Three days before the start of the 109th edition, on July 1 in Copenhagen (Denmark), France 2 is launching “its” Tour de France. This special evening, rich in cult archives and hosted by Leïla Kaddour and Laurent Ruquier, takes the race in its most popular and heritage dimension. If, at the turn of an archive, Emmanuel Macron evokes in 2019 “a French mythology” by referring to Roland Barthes, the story is careful of any philosophical or even critical vision.

The documentary puts this “July Republic” into images – its faces, its colors, its emotions and its memories. At random, we see General de Gaulle almost as a simple spectator as the peloton passes through his town of Colombey-les-Deux-Eglises (Haute-Marne) in 1960, the parade of Hollywood stars during the years of reign (erased since ) by Lance Armstrong or a Raymond Poulidor frozen in his role of eternal second to receive the kiss of a Jacques Anquetil letting go: “You make a beautiful loser. “Only classic.

Great moment of communion

Each shot, each comment recalls the idea of ​​an event which is first and foremost a great moment of popular communion transcending classes and generations. The race itself is never just one element among others. Ranking maniacs can go their way.
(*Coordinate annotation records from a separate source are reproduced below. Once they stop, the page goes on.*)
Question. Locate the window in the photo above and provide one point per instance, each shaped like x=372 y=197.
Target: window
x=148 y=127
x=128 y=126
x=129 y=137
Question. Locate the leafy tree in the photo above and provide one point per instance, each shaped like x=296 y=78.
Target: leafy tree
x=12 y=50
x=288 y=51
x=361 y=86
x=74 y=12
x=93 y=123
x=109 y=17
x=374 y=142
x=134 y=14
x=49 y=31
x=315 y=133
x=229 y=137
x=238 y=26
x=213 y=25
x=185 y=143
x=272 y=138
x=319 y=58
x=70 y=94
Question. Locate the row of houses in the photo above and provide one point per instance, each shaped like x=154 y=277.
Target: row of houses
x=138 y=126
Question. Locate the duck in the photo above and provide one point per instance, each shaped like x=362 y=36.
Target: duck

This “great saga” is aimed at a wide audience, those who sit on their sofa every summer as much for this France now seen from a helicopter – but never ugly or peri-urban – as to encourage Julian Alaphilippe or curse the bad luck of Thibaut Pinot .

The fact remains that the beauty of the images and the richness of the archives manage to make us forget this very didactic side. Some even manage to tell another reality, less polished. In the part on the yellow jersey, we are seized by this period micro-sidewalk where spectators spit their hatred of Eddy Merckx, monarch too Belgian and too sure of himself for their taste. Further on, we see the five-time winner of the event face to face with this Dupont-la-Joie who hit him in the liver on the climb to Puy-de-Dôme in 1975. Confused, he then becomes very small ( “I didn’t even touch it”).
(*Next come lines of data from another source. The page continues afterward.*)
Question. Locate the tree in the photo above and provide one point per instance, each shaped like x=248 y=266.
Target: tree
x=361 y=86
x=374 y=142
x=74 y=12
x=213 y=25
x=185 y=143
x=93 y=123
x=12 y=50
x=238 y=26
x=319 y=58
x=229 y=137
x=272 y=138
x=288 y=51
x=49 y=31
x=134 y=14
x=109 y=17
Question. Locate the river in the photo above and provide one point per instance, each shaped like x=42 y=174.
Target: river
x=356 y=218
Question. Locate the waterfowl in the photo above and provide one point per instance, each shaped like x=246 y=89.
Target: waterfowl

At this point, the documentary touches on what cycling is. A hard, mean and, sometimes, unfair sport where the spectator has the freedom to wait for hours in the lace of a pass to encourage or insult, for free, a champion.

The Tour may have become a postcard, but the fact remains that the emotion always arises from the race. In the part about Poulidor, even those who know their history of cycling and the genealogy of Limousin (deceased in 2019), are overtaken by emotion when a tearful Mathieu van der Poel dedicates his yellow jersey, on the last Tour, to “[his] grandfather” – who had never worn it.